Олег попытался дальше развивать крамольную мысль, и пришёл к выводу, что при таком раскладе парни просто обязаны быть близнецами. Тогда почему столь по-разному к ним относится папаша?!

Если один ребёнок его, а другой – усыновлённый. То есть, к пятнадцати годам у Натальи сын уже был. Выходило, что Павел взял в жены совсем юную мать-одиночку. Или, может, усыновили потом, какое-то время спустя?
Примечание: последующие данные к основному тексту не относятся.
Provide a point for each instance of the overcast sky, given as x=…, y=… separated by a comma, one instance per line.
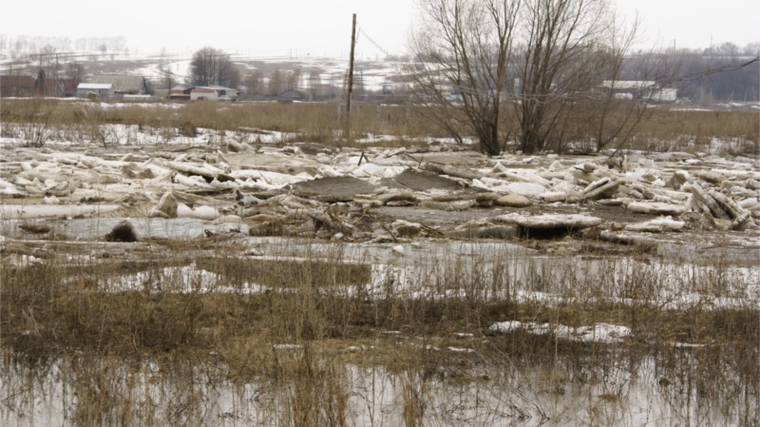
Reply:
x=323, y=27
Камелотов почувствовал, как у него от подобных мыслей начинает покалывать в области левого виска. Он понял, что без ста грамм в подобной проблеме не разберётся. Правда, в последнее время он побаивался надолго отлучаться из комнаты ночью. Всякий раз, возвращаясь потом обратно, он обнаруживал жутковатые метаморфозы, произошедшие в его отсутствие.
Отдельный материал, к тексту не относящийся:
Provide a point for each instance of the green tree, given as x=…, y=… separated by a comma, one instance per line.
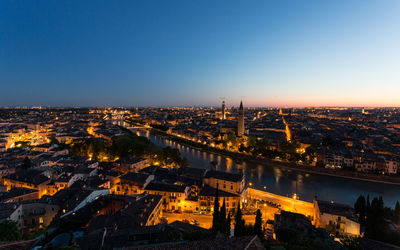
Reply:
x=222, y=217
x=216, y=219
x=397, y=212
x=239, y=223
x=228, y=224
x=360, y=207
x=26, y=163
x=9, y=231
x=258, y=225
x=375, y=223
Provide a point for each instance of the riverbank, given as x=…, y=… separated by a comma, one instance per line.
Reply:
x=392, y=180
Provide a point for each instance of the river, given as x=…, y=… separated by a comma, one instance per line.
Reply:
x=287, y=182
Спускаясь в подпол за бутылкой самогона, он продолжал размышлять. Второго ребёнка соседям могли доверить знакомые. Причины могли быть разные: командировка, поход в театр или в кино на последний сеанс с поздним возвращением. Чего не бывает в молодости!
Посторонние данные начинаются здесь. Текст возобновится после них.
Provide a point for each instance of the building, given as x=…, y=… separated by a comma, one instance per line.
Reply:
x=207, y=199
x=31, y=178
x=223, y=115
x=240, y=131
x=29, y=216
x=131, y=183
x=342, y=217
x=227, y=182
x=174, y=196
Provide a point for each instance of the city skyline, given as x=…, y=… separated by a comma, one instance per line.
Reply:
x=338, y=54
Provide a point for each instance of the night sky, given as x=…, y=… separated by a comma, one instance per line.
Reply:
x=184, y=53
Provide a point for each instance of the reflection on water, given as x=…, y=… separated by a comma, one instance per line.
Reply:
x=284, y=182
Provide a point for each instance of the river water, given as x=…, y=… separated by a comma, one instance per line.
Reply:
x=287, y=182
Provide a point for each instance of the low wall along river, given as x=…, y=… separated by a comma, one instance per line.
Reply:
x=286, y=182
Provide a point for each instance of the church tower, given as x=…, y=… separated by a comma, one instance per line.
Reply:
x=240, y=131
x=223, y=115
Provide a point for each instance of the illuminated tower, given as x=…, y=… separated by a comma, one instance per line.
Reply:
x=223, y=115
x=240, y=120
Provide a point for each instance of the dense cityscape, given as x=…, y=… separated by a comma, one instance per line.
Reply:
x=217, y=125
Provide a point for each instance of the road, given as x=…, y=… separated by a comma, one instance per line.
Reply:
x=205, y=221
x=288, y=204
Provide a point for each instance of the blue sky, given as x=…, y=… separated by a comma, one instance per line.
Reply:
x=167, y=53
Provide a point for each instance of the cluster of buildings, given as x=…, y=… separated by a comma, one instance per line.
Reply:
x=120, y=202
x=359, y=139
Стоп! Всё равно это не является поводом тащить его на плече, словно мешок с цементом. Ребёнка доверяют на время обычно очень близким людям. В надежде, что те обращаться с ним будут, как со своим. Нет, что-то здесь не то.

Оказавшись босиком на кирпичах, Олег поёжился и неожиданно вздрогнул от пришедшей мысли: а если детей взяли без разрешения их родителей?! Тогда и настороженность Павла, и странную парковку «Ниссана» можно было как-то объяснить. Одного Олег понять так и не смог: почему Павел к пацанам относился по-разному, если они оба у него как бы в плену?!

Итак, скорее всего, имеет место киднеппинг.

В соседнем доме, который он сторожил, по паркету которого бродил в размышлениях, находятся одурманенные чем-то мальчишки – против своей воли и воли своих родителей. Как он не догадался раньше!

Внезапно на него обрушился резкий приступ сонливости, и закружилась голова. Несколько минут он сидел на ступеньке с бутылкой под мышкой, ощущая ягодицами лютый холод.

«Ты, кажется, замёрз, Бобылёк? – задал он себе сакраментальный вопрос. – Так в чем дело? У тебя в руках – напиток богов. Продегустируй, и согреешься».

Выдернув зубами пробку, Олег сделал несколько глотков ледяной влаги. Огонь побежал по пищеводу, как по бикфордову шнуру. Хозяин замер в ожидании «взрыва».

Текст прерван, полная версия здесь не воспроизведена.